Um dos 25 mortos é um policial, que será enterrado à tarde, em uma cerimônia que deve gerar manifestações de solidariedade de seus colegas e de políticos partidários de uma política de segurança rígida, como o presidente Jair Bolsonaro.

Os outros 24 mortos eram "criminosos", disse a polícia, que até agora não identificou os corpos nem explicou as circunstâncias nas quais os agentes abriram fogo. 

O porta-voz do Alto Comissariado das Nações Unidas para os Direitos Humanos, Rupert Colville, declarou-se "profundamente chocado com a morte de pelo menos 25 pessoas" no Jacarezinho e apelou a uma investigação "independente, completa e imparcial". 

“Lembramos às autoridades brasileiras que o uso da força só deve ser aplicado quando for estritamente necessário”, disse em nota divulgada em Genebra. "A força letal deve ser usada como o última recurso", disse ele. 

Os moradores relataram tiroteios intensos. Imagens aéreas da televisão mostraram pessoas armadas fugindo pelos telhados.

- "Foi uma execução" -
A polícia garante que respeitou todos os rigorosos protocolos. Mas os depoimentos de vizinhos, familiares e um vídeo que circula nas redes sociais levantam dúvidas a respeito. 

Uma moradora do Jacarezinho contou à AFP que um jovem foi morto em sua casa, onde havia se refugiado ferido. 

“O menino chegou baleado e como ninguém da comunidade pode expulsar outro, ele ficou. Mas a polícia viu sangue e entrou gritando: 'Cadê ele?

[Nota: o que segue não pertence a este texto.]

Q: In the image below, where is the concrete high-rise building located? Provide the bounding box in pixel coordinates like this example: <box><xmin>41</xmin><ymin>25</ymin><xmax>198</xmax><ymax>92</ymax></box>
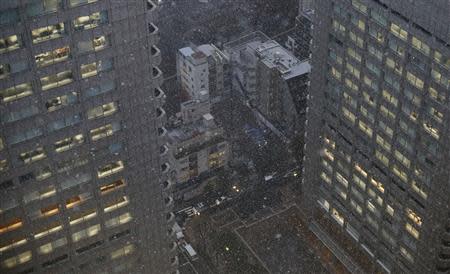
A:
<box><xmin>303</xmin><ymin>0</ymin><xmax>450</xmax><ymax>273</ymax></box>
<box><xmin>177</xmin><ymin>44</ymin><xmax>231</xmax><ymax>100</ymax></box>
<box><xmin>227</xmin><ymin>35</ymin><xmax>311</xmax><ymax>137</ymax></box>
<box><xmin>0</xmin><ymin>0</ymin><xmax>177</xmax><ymax>273</ymax></box>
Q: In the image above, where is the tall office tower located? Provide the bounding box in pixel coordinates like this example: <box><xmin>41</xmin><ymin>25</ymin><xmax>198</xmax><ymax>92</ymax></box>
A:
<box><xmin>0</xmin><ymin>0</ymin><xmax>177</xmax><ymax>273</ymax></box>
<box><xmin>303</xmin><ymin>0</ymin><xmax>450</xmax><ymax>273</ymax></box>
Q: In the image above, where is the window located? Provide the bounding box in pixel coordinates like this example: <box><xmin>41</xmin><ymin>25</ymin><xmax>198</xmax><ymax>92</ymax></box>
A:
<box><xmin>47</xmin><ymin>114</ymin><xmax>81</xmax><ymax>132</ymax></box>
<box><xmin>376</xmin><ymin>134</ymin><xmax>391</xmax><ymax>152</ymax></box>
<box><xmin>23</xmin><ymin>185</ymin><xmax>56</xmax><ymax>204</ymax></box>
<box><xmin>386</xmin><ymin>57</ymin><xmax>403</xmax><ymax>75</ymax></box>
<box><xmin>332</xmin><ymin>19</ymin><xmax>345</xmax><ymax>35</ymax></box>
<box><xmin>90</xmin><ymin>122</ymin><xmax>120</xmax><ymax>141</ymax></box>
<box><xmin>45</xmin><ymin>92</ymin><xmax>78</xmax><ymax>112</ymax></box>
<box><xmin>352</xmin><ymin>0</ymin><xmax>367</xmax><ymax>14</ymax></box>
<box><xmin>73</xmin><ymin>10</ymin><xmax>108</xmax><ymax>30</ymax></box>
<box><xmin>431</xmin><ymin>68</ymin><xmax>450</xmax><ymax>88</ymax></box>
<box><xmin>391</xmin><ymin>23</ymin><xmax>408</xmax><ymax>41</ymax></box>
<box><xmin>19</xmin><ymin>147</ymin><xmax>47</xmax><ymax>164</ymax></box>
<box><xmin>86</xmin><ymin>80</ymin><xmax>115</xmax><ymax>97</ymax></box>
<box><xmin>406</xmin><ymin>71</ymin><xmax>425</xmax><ymax>90</ymax></box>
<box><xmin>80</xmin><ymin>59</ymin><xmax>113</xmax><ymax>79</ymax></box>
<box><xmin>349</xmin><ymin>31</ymin><xmax>364</xmax><ymax>48</ymax></box>
<box><xmin>87</xmin><ymin>102</ymin><xmax>118</xmax><ymax>120</ymax></box>
<box><xmin>69</xmin><ymin>0</ymin><xmax>98</xmax><ymax>7</ymax></box>
<box><xmin>103</xmin><ymin>196</ymin><xmax>130</xmax><ymax>213</ymax></box>
<box><xmin>72</xmin><ymin>224</ymin><xmax>100</xmax><ymax>243</ymax></box>
<box><xmin>38</xmin><ymin>237</ymin><xmax>67</xmax><ymax>254</ymax></box>
<box><xmin>370</xmin><ymin>10</ymin><xmax>387</xmax><ymax>27</ymax></box>
<box><xmin>351</xmin><ymin>16</ymin><xmax>366</xmax><ymax>31</ymax></box>
<box><xmin>111</xmin><ymin>244</ymin><xmax>134</xmax><ymax>260</ymax></box>
<box><xmin>411</xmin><ymin>36</ymin><xmax>431</xmax><ymax>56</ymax></box>
<box><xmin>331</xmin><ymin>208</ymin><xmax>344</xmax><ymax>226</ymax></box>
<box><xmin>0</xmin><ymin>105</ymin><xmax>39</xmax><ymax>123</ymax></box>
<box><xmin>0</xmin><ymin>61</ymin><xmax>28</xmax><ymax>79</ymax></box>
<box><xmin>382</xmin><ymin>89</ymin><xmax>398</xmax><ymax>107</ymax></box>
<box><xmin>347</xmin><ymin>48</ymin><xmax>362</xmax><ymax>63</ymax></box>
<box><xmin>26</xmin><ymin>0</ymin><xmax>61</xmax><ymax>16</ymax></box>
<box><xmin>41</xmin><ymin>70</ymin><xmax>73</xmax><ymax>91</ymax></box>
<box><xmin>7</xmin><ymin>128</ymin><xmax>42</xmax><ymax>145</ymax></box>
<box><xmin>77</xmin><ymin>36</ymin><xmax>110</xmax><ymax>53</ymax></box>
<box><xmin>66</xmin><ymin>192</ymin><xmax>92</xmax><ymax>209</ymax></box>
<box><xmin>389</xmin><ymin>39</ymin><xmax>406</xmax><ymax>57</ymax></box>
<box><xmin>0</xmin><ymin>218</ymin><xmax>23</xmax><ymax>234</ymax></box>
<box><xmin>69</xmin><ymin>209</ymin><xmax>97</xmax><ymax>226</ymax></box>
<box><xmin>359</xmin><ymin>121</ymin><xmax>373</xmax><ymax>138</ymax></box>
<box><xmin>0</xmin><ymin>8</ymin><xmax>20</xmax><ymax>25</ymax></box>
<box><xmin>0</xmin><ymin>238</ymin><xmax>28</xmax><ymax>254</ymax></box>
<box><xmin>54</xmin><ymin>134</ymin><xmax>84</xmax><ymax>152</ymax></box>
<box><xmin>0</xmin><ymin>35</ymin><xmax>22</xmax><ymax>53</ymax></box>
<box><xmin>0</xmin><ymin>83</ymin><xmax>33</xmax><ymax>103</ymax></box>
<box><xmin>100</xmin><ymin>179</ymin><xmax>126</xmax><ymax>195</ymax></box>
<box><xmin>2</xmin><ymin>251</ymin><xmax>32</xmax><ymax>268</ymax></box>
<box><xmin>97</xmin><ymin>161</ymin><xmax>124</xmax><ymax>178</ymax></box>
<box><xmin>367</xmin><ymin>45</ymin><xmax>383</xmax><ymax>61</ymax></box>
<box><xmin>34</xmin><ymin>46</ymin><xmax>70</xmax><ymax>67</ymax></box>
<box><xmin>105</xmin><ymin>212</ymin><xmax>133</xmax><ymax>228</ymax></box>
<box><xmin>369</xmin><ymin>26</ymin><xmax>385</xmax><ymax>44</ymax></box>
<box><xmin>31</xmin><ymin>23</ymin><xmax>65</xmax><ymax>44</ymax></box>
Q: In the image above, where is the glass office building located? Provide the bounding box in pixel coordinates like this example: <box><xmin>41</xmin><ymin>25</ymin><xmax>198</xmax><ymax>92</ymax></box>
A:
<box><xmin>303</xmin><ymin>0</ymin><xmax>450</xmax><ymax>273</ymax></box>
<box><xmin>0</xmin><ymin>0</ymin><xmax>178</xmax><ymax>273</ymax></box>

Cadê ele?'. Só tive o tempo de botar meus filhos pra cá atrás de mim e eles assassinaram o garoto no quarto", disse. 

Outra moradora contou ao portal UOL que seu marido, Jonas do Carmo dos Santos, de 32 anos, que trabalhava na construção civil e em uma pizzaria, foi baleado pela polícia quando saía para comprar pão. 

Testemunhas no local disseram que ele foi inicialmente baleado na perna e tentou fugir, mas os policiais "se aproximaram e terminaram de executá-lo". 

"Chegaram perto e terminaram de executar [o Jonas]. Foi uma execução, vieram para matar. Se depois do tiro tivessem prendido ele, levado para averiguação, seria melhor", acrescentou a mulher, mãe de um recém-nascido.

- Estratégia questionada -
Os seguidores de Bolsonaro rapidamente apoiaram a polícia. O atual presidente venceu as eleições de 2018 com um discurso sobre armas. Também é próximo da polícia e militares. 

"Tudo bandido", disse o vice-presidente Hamilton Mourão, general aposentado, referindo-se às 24 pessoas mortas. 

O deputado Eduardo Bolsonaro, filho do presidente, chamou de "vagabundos" os que questionaram a polícia. “Há um policial assassinado e eles defendem os assassinos”, escreveu ele no Twitter. 

O Rio, uma cidade litorânea icônica com 6,7 milhões de habitantes, é conhecido por sua história de violência. 

No ano passado, 1.245 pessoas foram mortas pela polícia no estado do Rio de Janeiro. 

Especialistas em segurança e violência questionam por que as autoridades continuam a aplicar uma estratégia militar contra o crime organizado que, ao longo dos anos, resultou em altas taxas de mortalidade e poucos resultados. 

“Depois que a polícia sai, os grupos locais nao ficam enfraquecidos, os traficantes encomendam mais fuzis e amanhã grupos locais armados dessas comunidades estarão mais poderosos e mais fortes ”, disse Silvia Ramos, diretora do Observatório de Segurança da Universidade Cândido Mendes. 

“E a polícia vai ter que voltar e dar mais tiros e deixar a população mais traumatizada”, acrescentou.